After pressuring prices lower ahead of the weekend, natural gas futures traders bid the market back up Monday in reaction to forecasts calling for Isidore to re-strengthen as it moves off the Yucatan Peninsula into the warm waters of the Bay of Campeche. Buying was seen in two distinct surges. Prices bubbled steadily higher throughout the morning and then spiked at the closing bell. The October contract finished at $3.978, 22 cents higher for the day and just off its new 15-month top at $3.99. The November contract, which will become the prompt contract after October goes off the board Thursday at 2:30 p.m. EDT, finished 18.3 cents stronger at $4.175.

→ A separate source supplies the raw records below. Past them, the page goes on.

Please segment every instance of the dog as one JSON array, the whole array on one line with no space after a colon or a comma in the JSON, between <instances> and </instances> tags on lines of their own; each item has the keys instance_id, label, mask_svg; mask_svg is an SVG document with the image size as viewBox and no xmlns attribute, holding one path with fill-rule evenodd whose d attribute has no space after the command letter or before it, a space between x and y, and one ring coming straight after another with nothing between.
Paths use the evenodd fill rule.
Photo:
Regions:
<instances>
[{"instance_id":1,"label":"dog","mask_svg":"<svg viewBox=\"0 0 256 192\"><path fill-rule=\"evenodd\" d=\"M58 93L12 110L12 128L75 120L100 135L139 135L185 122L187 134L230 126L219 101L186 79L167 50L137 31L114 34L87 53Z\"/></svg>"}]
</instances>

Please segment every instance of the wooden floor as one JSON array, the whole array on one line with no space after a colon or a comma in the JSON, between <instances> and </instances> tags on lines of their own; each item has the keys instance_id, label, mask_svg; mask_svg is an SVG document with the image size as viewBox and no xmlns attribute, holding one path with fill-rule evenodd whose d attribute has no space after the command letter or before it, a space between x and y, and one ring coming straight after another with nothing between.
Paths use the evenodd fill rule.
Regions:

While it’s still possible that Isidore will weaken too significantly to re-intensify once it re-emerges in the Gulf, producers were not taking any chances. As of Monday at about noon, non-essential personnel from 169 platforms and 47 rigs had been evacuated from the U.S. Gulf of Mexico, and shut-in volumes had reached 3.2 Bcf/d of gas and 64,000 bbl/d of oil. Those figures were considerably above the MMS’ last report Friday of evacuations affecting 19 platforms and 12 rigs out of a total 4,035 platforms operating in the Gulf, and about 2.5 MMcf/d of production shut in (see related story this issue).

From a production standpoint, Kyle Cooper of Salomon Smith Barney believes that a more westerly storm track would be the most bullish scenario. “With the strongest winds on the northeast corner of the eye, a track between Corpus Christi and Houston would probably curtail a great deal of production all the way to New Orleans,” he wrote in a note to customers Monday.

However, unlike last week, Isidore was not the only game in town Monday. Also appearing on traders’ radar yesterday were Tropical Storm Kyle which is expected to curve around to the south of Bermuda, and Tropical Storm Lili, which is approaching the Caribbean Islands from the East. Based on ensembles of potential atmospheric flow, New York-based Weather 2000 believes it is possible that within the next 5-10 days we could have three named storms in the broad vicinity of the Eastern Gulf/Gulf Coast/Southeast/Florida/Bahamian Sea/Western Caribbean.

And while cautious that the market could continue higher in reaction to updated forecasts, Jay Levine of New Hampshire-based Advest Inc, believes there may exist an opportunity to make some money shorting this market at these levels. “With [natural gas] Access currently trading at the psychologically significant $4.00 level and crude also around its regular session highs in the $30.90 area, both are trading at the extreme top of their respective uptrend channels,” he wrote in a note to clients Monday evening. “I’d still hold short positions…but would also have some upside protection [in the form of] long calls,” he continued.